First criterion: Confounder is associated with the outcome. In this example, Exercise is assocaited with Death.
Subjects who exercise had a lower risk (RR = 0.50; 95% CI: 0.42, 0.60) and odds (OR = 0.46; 95% CI: 0.37, 0.56 ) of Death compared to subjects who did not exercise. Hence, this satisfies the first criterion for confounding. The results are summarized into a table below.
For the second criterion, we look at the association between Exercise and Cholesterol Status (High v. Low).
### Criterion 2: The confounding variable (Exercise) is associated with the Cholesterol Status (Is exercise associated with cholesterol?)
Table4<- matrix(c(1750, 500, 850, 800), nrow = 2, ncol= 2)
Table4
## [,1] [,2]
## [1,] 1750 850
## [2,] 500 800
riskratio.wald(Table4, rev = c("both"))
## $data
## Outcome
## Predictor Disease2 Disease1 Total
## Exposed2 800 500 1300
## Exposed1 850 1750 2600
## Total 1650 2250 3900
##
## $measure
## risk ratio with 95% C.I.
## Predictor estimate lower upper
## Exposed2 1.00 NA NA
## Exposed1 1.75 1.62551 1.884024
##
## $p.value
## two-sided
## Predictor midp.exact fisher.exact chi.square
## Exposed2 NA NA NA
## Exposed1 0 5.385362e-66 3.221793e-66
##
## $correction
## [1] FALSE
##
## attr(,"method")
## [1] "Unconditional MLE & normal approximation (Wald) CI"
oddsratio.wald(Table4, rev = c("both"))
## $data
## Outcome
## Predictor Disease2 Disease1 Total
## Exposed2 800 500 1300
## Exposed1 850 1750 2600
## Total 1650 2250 3900
##
## $measure
## odds ratio with 95% C.I.
## Predictor estimate lower upper
## Exposed2 1.000000 NA NA
## Exposed1 3.294118 2.867891 3.78369
##
## $p.value
## two-sided
## Predictor midp.exact fisher.exact chi.square
## Exposed2 NA NA NA
## Exposed1 0 5.385362e-66 3.221793e-66
##
## $correction
## [1] FALSE
##
## attr(,"method")
## [1] "Unconditional MLE & normal approximation (Wald) CI"
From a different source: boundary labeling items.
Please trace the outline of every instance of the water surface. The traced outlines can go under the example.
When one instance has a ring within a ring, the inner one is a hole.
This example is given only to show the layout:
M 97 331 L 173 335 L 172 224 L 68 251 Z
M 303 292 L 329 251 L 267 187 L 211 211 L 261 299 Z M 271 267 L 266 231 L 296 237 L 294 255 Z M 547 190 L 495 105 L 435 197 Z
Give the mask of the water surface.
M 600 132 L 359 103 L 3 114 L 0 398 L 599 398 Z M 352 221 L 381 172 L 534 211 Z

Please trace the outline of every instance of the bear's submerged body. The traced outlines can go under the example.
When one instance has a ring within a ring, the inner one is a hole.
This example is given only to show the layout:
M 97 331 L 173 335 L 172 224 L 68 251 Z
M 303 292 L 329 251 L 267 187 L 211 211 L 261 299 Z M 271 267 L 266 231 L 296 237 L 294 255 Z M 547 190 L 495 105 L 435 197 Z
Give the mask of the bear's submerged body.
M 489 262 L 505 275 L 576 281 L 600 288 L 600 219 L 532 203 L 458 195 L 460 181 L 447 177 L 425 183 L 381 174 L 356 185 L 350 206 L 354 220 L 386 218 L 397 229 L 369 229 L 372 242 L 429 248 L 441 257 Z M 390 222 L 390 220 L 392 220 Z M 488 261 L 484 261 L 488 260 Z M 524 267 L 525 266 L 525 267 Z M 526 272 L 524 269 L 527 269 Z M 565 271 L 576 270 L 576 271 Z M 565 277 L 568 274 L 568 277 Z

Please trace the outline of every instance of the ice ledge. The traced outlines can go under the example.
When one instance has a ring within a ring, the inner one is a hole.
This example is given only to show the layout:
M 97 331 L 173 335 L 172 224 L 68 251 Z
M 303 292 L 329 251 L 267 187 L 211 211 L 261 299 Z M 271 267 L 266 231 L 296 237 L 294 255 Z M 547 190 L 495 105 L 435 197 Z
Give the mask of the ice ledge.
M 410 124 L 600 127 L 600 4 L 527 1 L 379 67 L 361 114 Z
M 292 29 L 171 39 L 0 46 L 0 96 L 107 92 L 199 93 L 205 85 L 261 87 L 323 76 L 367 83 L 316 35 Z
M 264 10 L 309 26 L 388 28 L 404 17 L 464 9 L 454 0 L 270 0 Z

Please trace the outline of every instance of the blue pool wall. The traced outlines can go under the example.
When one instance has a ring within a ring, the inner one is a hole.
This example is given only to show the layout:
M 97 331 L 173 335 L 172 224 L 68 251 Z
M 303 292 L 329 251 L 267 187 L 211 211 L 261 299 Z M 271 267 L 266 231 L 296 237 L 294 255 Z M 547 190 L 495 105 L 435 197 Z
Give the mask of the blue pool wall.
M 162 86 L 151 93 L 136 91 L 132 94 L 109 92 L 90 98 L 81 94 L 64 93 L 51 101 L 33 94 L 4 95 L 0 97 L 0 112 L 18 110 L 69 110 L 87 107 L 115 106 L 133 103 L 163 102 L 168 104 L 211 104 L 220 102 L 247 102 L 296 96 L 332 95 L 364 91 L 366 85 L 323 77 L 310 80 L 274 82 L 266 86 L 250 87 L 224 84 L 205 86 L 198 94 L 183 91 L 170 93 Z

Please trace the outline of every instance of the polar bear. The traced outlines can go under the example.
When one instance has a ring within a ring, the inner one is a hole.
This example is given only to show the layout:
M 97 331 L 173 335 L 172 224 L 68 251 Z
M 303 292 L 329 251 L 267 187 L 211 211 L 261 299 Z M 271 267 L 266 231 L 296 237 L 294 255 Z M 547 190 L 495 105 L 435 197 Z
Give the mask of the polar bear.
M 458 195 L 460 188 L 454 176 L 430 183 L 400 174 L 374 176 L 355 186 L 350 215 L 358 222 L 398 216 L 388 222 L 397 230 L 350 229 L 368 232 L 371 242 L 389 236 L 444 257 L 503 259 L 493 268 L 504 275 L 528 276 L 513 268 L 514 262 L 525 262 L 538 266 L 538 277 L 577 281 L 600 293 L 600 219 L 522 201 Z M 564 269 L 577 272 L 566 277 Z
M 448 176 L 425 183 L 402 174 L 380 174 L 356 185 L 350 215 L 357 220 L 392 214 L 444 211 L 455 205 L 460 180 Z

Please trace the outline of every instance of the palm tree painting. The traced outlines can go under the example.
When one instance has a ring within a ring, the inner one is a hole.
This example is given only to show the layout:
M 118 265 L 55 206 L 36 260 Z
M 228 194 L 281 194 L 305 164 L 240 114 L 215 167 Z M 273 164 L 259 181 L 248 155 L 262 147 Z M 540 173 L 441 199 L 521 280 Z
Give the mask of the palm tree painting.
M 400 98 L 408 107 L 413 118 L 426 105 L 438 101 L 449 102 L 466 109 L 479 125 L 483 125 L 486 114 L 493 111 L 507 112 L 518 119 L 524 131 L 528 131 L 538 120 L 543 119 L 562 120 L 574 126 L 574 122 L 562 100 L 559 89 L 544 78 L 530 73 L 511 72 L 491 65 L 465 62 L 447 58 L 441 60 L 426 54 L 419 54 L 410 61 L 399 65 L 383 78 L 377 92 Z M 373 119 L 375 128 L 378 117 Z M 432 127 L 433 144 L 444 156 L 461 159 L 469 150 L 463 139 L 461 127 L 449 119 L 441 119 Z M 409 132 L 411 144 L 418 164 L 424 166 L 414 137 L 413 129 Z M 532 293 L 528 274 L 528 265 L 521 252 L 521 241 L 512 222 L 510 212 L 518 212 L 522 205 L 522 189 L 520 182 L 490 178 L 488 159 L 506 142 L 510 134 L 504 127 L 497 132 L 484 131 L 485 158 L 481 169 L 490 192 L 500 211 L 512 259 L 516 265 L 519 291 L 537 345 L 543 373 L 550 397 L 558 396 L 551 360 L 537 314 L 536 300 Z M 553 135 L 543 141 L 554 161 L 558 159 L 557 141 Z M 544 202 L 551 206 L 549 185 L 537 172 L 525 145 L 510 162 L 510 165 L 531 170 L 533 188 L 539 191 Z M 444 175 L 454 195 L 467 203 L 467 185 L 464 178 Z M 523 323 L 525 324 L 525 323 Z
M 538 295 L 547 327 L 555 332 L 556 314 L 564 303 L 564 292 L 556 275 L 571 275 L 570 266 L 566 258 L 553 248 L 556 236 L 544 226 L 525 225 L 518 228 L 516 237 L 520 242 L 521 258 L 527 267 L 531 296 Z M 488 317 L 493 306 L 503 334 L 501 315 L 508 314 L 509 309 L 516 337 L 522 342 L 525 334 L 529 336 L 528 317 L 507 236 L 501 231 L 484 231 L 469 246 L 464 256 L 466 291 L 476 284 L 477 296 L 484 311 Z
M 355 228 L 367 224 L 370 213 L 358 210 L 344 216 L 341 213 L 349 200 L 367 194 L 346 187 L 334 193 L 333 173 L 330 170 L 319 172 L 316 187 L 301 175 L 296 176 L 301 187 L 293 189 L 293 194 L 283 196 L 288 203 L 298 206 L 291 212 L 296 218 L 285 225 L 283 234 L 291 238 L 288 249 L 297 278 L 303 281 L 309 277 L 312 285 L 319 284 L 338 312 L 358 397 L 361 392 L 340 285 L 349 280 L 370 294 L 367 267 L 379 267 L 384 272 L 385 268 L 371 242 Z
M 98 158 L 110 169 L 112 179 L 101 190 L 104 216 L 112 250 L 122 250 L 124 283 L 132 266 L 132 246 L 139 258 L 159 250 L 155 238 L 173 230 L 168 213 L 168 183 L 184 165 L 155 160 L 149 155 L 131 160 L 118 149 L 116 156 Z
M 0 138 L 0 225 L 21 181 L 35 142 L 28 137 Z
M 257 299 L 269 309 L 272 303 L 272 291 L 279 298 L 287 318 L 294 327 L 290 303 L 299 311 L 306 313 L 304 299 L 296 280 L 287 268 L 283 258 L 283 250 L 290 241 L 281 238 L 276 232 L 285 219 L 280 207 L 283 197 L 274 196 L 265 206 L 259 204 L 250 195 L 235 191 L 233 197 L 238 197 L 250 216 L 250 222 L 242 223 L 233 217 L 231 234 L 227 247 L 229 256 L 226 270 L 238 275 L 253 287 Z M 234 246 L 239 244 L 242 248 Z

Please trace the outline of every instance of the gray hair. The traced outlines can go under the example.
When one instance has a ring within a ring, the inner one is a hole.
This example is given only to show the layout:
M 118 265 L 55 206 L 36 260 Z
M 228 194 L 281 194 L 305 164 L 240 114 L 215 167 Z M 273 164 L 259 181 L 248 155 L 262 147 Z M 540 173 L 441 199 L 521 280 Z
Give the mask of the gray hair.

Second criterion: Confounder is associated with the exposure In this example, Exercise is associated with Cholesterol Status (High and Low).
Third criterion: Confounder is not on the causal pathway between the exposure and outcome.
Subjects who exercise had a higher risk (RR = 1.75; 95% CI: 1.63, 1.88) and odds (OR = 3.29; 95% CI: 2.87, 3.78) of having High Cholesterol compared to subjects who do not exercise. Hence, this satisfies the second criterion for confounding. The results are summarized into a table below.
Since Exercise is not on the causal pathway between Cholesterol Status and Death, it meets the necessary criteria to be considered a confounder.
Stratifying your cohort is a great way to see how different the results can be. In this tutorial, we focus on stratifying on a couple of variables. But you can stratify many variables as long as you have a large enough sample.
We can check to see how much of an impact Exercise has on the exposure to outcome relationship using stratification. We do this by stratifying the groups into those who exercise and don’t exercise. Then we evaluate the exposure to outcome relationship.
Here is an illustration of how exercise is stratified into two strata (Exercise = 1 and Exercise = 0).
The association between Cholesterol Status and Death can be estimated for each strata.
### Distribution of Exercise across Drug groups
# Among subjects who exercise (N=2600)
Table3 <- matrix(c(150, 50, 1600, 800), nrow = 2, ncol = 2)
Table3
## [,1] [,2]
## [1,] 150 1600
## [2,] 50 800
riskratio.wald(Table3, rev = c("both"))
## $data
## Outcome
## Predictor Disease2 Disease1 Total
## Exposed2 800 50 850
## Exposed1 1600 150 1750
## Total 2400 200 2600
##
## $measure
## risk ratio with 95% C.I.
## Predictor estimate lower upper
## Exposed2 1.000000 NA NA
## Exposed1 1.457143 1.069385 1.985501
##
## $p.value
## two-sided
## Predictor midp.exact fisher.exact chi.square
## Exposed2 NA NA NA
## Exposed1 0.01429813 0.01507732 0.01578802
##
## $correction
## [1] FALSE
##
## attr(,"method")
## [1] "Unconditional MLE & normal approximation (Wald) CI"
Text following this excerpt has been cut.